Not in flooded forest


----------



## The Sign Painter (Aug 18, 2010)

Kyel said:
			
		

> Not in flooded forest


Firefly+Snakebee Larva.


----------



## Ryudo Dragoon (Aug 18, 2010)

You can just use worms and fish until you get them. 
It's slow but it's good if you're out of bait.

I was in a room with three other shadowbinders and we capped Rathian+ in 3:58 xD
She got paralyzed atleast six times.


----------



## The Sign Painter (Aug 18, 2010)

ryudo_dragoon said:
			
		

> You can just use worms and fish until you get them.
> It's slow but it's good if you're out of bait.
> 
> I was in a room with three other shadowbinders and we capped Rathian+ in 3:58 xD
> She got paralyzed atleast six times.


holy freakin crap.

I heard that in the old games, you could beat a rathian in 30 seconds using 4 hunting horns.

And then I watched them do it on YouTube.

Bricks were shat.

Anyways, I have been working on offline, I am gonna try and get a *** commodity or more so I can get the final ChaCha dance.

And I want to know if anyone would be willing to grind RL+ so I can get Cataclysm Blade.

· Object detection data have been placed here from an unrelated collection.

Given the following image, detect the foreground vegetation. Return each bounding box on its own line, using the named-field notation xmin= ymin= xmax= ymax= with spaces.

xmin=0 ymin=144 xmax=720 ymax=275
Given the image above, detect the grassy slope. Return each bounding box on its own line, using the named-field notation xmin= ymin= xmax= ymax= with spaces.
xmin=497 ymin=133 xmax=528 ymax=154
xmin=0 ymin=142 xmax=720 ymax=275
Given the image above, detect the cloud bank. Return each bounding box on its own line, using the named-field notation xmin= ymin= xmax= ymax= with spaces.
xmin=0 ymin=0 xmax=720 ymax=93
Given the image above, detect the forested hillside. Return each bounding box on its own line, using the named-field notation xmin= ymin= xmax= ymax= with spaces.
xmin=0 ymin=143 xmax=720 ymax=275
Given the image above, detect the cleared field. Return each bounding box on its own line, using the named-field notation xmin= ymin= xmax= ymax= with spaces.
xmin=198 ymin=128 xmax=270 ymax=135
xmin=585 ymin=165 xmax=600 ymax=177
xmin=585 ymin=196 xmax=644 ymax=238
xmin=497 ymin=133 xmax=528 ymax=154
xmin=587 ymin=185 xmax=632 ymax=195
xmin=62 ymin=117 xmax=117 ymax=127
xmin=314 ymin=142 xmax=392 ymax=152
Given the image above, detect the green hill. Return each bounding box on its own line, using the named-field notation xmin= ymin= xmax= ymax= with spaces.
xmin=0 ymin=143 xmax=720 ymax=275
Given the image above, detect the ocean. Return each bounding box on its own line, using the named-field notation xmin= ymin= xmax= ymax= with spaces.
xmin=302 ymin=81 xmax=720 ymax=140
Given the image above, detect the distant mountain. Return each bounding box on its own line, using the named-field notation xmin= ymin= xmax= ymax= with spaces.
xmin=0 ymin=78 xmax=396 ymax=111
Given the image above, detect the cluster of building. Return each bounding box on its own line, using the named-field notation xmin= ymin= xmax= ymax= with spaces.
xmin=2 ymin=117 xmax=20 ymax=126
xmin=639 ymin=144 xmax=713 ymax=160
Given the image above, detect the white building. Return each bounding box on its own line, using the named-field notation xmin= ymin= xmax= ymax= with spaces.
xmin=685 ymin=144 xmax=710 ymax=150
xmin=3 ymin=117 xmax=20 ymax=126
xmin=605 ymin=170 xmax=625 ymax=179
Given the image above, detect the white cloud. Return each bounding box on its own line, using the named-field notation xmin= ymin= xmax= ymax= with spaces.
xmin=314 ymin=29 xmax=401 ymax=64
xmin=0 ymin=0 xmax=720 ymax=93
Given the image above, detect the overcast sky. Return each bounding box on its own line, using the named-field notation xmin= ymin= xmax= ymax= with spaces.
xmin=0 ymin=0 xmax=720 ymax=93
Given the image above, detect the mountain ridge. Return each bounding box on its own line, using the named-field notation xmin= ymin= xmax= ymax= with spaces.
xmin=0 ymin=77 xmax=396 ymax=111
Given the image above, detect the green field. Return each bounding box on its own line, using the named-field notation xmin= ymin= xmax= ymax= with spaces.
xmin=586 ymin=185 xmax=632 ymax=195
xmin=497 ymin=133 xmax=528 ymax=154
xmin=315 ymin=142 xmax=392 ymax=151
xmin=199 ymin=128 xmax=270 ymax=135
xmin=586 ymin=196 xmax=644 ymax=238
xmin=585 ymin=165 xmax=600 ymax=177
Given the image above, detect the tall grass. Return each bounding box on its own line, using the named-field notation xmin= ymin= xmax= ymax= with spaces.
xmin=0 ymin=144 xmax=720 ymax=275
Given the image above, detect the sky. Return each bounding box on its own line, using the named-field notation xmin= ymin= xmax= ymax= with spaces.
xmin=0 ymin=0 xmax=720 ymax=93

Oh, and lets spam Phantom Uragaan for rustshards, that quest is amazing.


----------



## Pokeman (Aug 18, 2010)

ryudo_dragoon said:
			
		

> You can just use worms and fish until you get them.
> It's slow but it's good if you're out of bait.
> 
> I was in a room with three other shadowbinders and we capped Rathian+ in 3:58 xD
> She got paralyzed atleast six times.


Killed it 2:50.

Me, SA
2nd, Hammer
3rd, Bowgun
4th,GS 

Whut i fun day, that never happend again


----------



## Ryudo Dragoon (Aug 19, 2010)

Sorry about leaving you last night mega, I came back to find that my modem couldn't connect to the internet and it just started working now. <_<

Dang, 2:50 is crazy fast, you even let her roar?


----------



## Silverstorms (Aug 19, 2010)

I just had a weird glitch happen.

I was doing Rage Match and someone placed a shock trap on the ground. I then started running away from Deviljho towards it but Jho used his jump attack thing. I got caught by the attack but he got caught in the trap. I was stuck in the flailing animation but Jho wasn't hitting me and was caught in the trap.


----------



## Kyel (Aug 19, 2010)

Hr 8 ;[ ... anyone wanna play?


----------



## Silverstorms (Aug 19, 2010)

8:43 sleep bombing Alatreon. Got a nice Skypiercer as well.


----------



## random guy (Aug 19, 2010)

Kyel said:
			
		

> Hr 8 ;[ ... anyone wanna play?


Still stuck on barroth huh? I was too couldn't find a good group. Wish I could help you right now but, can't play. 

@Silver 
That happens alot from what I hear the grab glicth.


----------



## Megamannt125 (Aug 19, 2010)

-Aaron said:
			
		

> Mega, what armor set do you have, out of curiosity?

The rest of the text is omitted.